Nothing is so certain as the unexpected in politics. President Maithripala Sirisena has finally agreed to nominate his bête noire, Mahinda Rajapaksa, to contest the August 17 polls. Both of them have made compromises; the former said he would never field Rajapaksa on the UPFA ticket and the latter spared no pains to be named the UPFA’s prime ministerial candidate. Now, it has been left to the UPFA parliamentary group to decide who should be the Prime Minister in case of an SLFP-led government being formed.

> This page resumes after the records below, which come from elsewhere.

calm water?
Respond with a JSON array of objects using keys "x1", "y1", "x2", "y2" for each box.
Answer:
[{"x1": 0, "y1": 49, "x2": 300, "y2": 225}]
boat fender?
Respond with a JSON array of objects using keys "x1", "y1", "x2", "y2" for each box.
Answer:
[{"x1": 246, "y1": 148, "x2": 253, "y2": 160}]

Rajapaksa underestimated Sirisena before the last presidential election and lost the presidency. Thereafter, the latter made the mistake of trying to write off the former and was faced with the prospect of the SLFP losing the next election. Obviously, there is no love lost between the two leaders and they have had to bury the hatchet for their mutual survival. What we have just witnessed is another political marriage of convenience.
President Sirisena has vowed that he won’t allow the post Jan. 08 ‘revolutionary process’ to be reversed under any circumstances. But, this is plain rhetoric. Those who backed him in the presidential race are furious. They feel betrayed. Some of them like the JHU have already broken ranks with the UPFA in protest. The UNP hoped for a cakewalk next month owing to the SLFP’s internal problems which it expected to culminate in a disastrous split. But, now, it has its work cut out. Its consternation is understandable.

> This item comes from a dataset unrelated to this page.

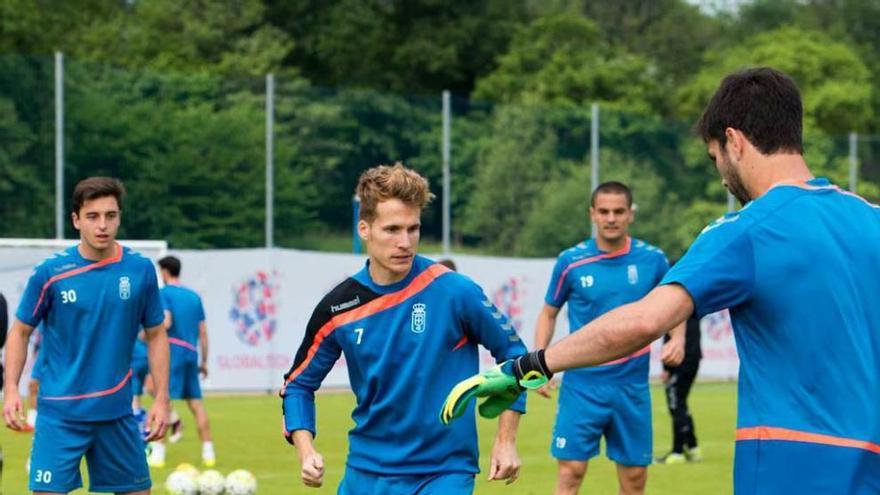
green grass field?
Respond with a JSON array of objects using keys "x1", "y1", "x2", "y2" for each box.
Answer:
[{"x1": 2, "y1": 383, "x2": 736, "y2": 495}]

It has been Hobson’s choice for President Sirisena. He is in the current predicament because he took over the SLFP leadership. Some political observers argue that he could have avoided this situation if he had remained neutral after winning the presidency as the common candidate. But, unless he had taken control of the SLFP he would have had to dissolve Parliament immediately after the Jan. 08 presidential election or put up with a hostile SLFP-led government without the UNP being able to enjoy the fruits of its labour; he wouldn’t have been able to appoint UNP Leader Ranil Wickremesinghe Prime Minister and implement the 100-day programme.

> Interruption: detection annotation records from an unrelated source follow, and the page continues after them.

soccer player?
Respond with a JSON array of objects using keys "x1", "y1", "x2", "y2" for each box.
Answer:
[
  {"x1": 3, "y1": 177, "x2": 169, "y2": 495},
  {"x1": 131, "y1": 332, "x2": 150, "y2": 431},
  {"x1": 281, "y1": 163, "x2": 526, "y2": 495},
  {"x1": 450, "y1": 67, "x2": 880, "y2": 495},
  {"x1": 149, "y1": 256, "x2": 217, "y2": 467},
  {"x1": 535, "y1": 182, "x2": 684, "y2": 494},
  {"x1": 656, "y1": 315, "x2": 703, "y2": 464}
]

However, upon taking over the SLFP, the onus fell on President Sirisena to protect its politico-electoral interests. He was faced with the seemingly impossible task of enabling the SLFP which he had been instrumental in defeating last January, to win next month without Rajapaksa, who won most of the electorates in areas other than the North and the East. He knew there would be hell to pay if he denied Rajapaksa nomination thereby causing the party to lose again due to a split; he would even face a revolt within the party in such an eventuality. Rajapaksa, too, realised that it was well nigh impossible to win a general election without an undivided SLFP solidly behind him.
This is not the first time adversity has made strange bedfellows. The TNA and the pro-LTTE groups operating overseas had no qualms about backing former war winning army commander Gen. Sarath Fonseka in the presidential fray in 2010 while accusing him and the army of war crimes. Fonseka famously declared that he wouldn’t hesitate to forge an alliance even with the devil’s grandmother to defeat Mahinda Rajapaksa.
The JVP joined forces with the UNP both in 2010 and 2015 despite the heinous crimes they committed against each other in the late 1980s. The JHU chose to make common cause with the TNA, which it had earlier condemned as Tiger proxies, to defeat Rajapaksa last January. The SLMC representing the Muslims who bore the brunt of the LTTE’s genocidal violence joined, in 2010 and 2015, the same alliance as the TNA against Rajapaksa. During President Chandrika Kumaratunga’s tenure an all-out attempt was made to destroy the then Opposition Leader Ranil Wickremesinghe politically through a special presidential commission. And, the latter as the Prime Minister undermined her from 2001 to 2004 and had his government sacked for ruffling her feathers. But, today, they are best of friends!
Expediency takes precedence over principles in politics where there are neither permanent friends nor permanent enemies.
The cobra and the mongoose are considered arch-enemies in the animal kingdom, but, even they, when caught up in swirling floodwaters, cling on to the same log and stay afloat, as someone has said.